LA GRANDE CASA SOPRA BELLAGIO Cap. 1
Ci sono tre carrozzabili che portano a Bellagio: la prima parte da Como, la seconda da Lecco e la terza da Erba. Quest'ultima ha una variante, una deviazione che descrive un semicerchio attraversando zone poco abitate: un'area verdissima con sparsi casolari e qualche villa nascosta tra gli alberi d'alto fusto, una vera oasi di pace non ancora contaminata dal turismo del lago.

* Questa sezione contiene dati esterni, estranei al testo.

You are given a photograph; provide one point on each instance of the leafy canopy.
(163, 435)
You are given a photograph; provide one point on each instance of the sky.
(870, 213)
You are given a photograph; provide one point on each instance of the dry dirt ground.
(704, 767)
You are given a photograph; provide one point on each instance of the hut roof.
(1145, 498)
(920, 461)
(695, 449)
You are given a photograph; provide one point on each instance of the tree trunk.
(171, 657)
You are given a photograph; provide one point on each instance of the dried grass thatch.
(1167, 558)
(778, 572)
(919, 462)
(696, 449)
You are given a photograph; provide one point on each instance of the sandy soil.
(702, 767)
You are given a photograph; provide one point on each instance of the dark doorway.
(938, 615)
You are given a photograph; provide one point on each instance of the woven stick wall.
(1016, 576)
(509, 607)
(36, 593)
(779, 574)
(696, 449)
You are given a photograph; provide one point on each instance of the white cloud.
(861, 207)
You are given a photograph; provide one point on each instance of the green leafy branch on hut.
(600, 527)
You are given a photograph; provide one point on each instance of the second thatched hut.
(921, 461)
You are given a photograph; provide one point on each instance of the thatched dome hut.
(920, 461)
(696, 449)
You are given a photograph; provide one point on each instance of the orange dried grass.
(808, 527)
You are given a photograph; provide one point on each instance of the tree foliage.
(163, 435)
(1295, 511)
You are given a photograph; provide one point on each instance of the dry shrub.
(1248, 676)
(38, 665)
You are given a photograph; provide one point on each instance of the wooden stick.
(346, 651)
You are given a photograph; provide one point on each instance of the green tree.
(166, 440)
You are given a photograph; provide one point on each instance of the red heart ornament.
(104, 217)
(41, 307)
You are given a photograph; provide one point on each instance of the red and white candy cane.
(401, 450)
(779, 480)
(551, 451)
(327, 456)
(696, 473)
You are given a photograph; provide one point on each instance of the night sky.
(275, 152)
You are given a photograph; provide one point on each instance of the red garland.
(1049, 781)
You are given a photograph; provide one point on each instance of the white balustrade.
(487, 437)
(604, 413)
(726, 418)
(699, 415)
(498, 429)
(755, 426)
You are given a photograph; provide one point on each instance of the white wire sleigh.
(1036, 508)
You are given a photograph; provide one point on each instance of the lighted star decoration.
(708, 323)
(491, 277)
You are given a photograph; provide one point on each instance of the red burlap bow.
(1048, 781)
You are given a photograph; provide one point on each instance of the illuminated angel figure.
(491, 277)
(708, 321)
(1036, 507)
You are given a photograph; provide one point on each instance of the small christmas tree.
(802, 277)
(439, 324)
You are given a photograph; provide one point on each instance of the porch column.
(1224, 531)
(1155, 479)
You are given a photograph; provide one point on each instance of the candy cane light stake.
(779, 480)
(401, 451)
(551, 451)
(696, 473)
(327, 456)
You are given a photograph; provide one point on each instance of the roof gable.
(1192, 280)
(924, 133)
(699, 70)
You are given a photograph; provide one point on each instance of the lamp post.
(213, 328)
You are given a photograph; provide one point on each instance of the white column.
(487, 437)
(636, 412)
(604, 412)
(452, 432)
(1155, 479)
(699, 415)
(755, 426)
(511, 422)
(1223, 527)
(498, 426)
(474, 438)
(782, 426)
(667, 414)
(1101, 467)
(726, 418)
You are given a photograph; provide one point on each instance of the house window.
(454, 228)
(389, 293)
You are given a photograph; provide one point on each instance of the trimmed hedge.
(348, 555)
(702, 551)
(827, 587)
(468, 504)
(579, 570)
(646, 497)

In località Pra' Filippo un ricco notaio milanese di origini comasche, Lodovico Bernasconi, acquistò, all'inizio del Novecento, una grande casa circondata da piante secolari e da un vastissimo prato pianeggiante che in Primavera si ammantava di fiori. Il lago da lì non si poteva scorgere, ma era poco distante e tutti ne avvertivano la presenza per la piacevole brezza che arrivava fin lassù. Comunque i proprietari avevano anche un piccolo posto barca alle porte di Bellagio e, se volevano fare una gita sul Lario potevano raggiungerlo in meno di un quarto d'ora.
Con il passare degli anni la casa fu ereditata dall'unico figlio del notaio, insieme allo studio, che amava trascorrervi le ferie estive e magari qualche fine settimana sempre che gli impegni di lavoro glielo permettessero. Aveva sposato una ricca brianzola, ultimogenita di un industriale monzese, che apportò delle migliorie sia al corpo principale della proprietà che alle due dependances.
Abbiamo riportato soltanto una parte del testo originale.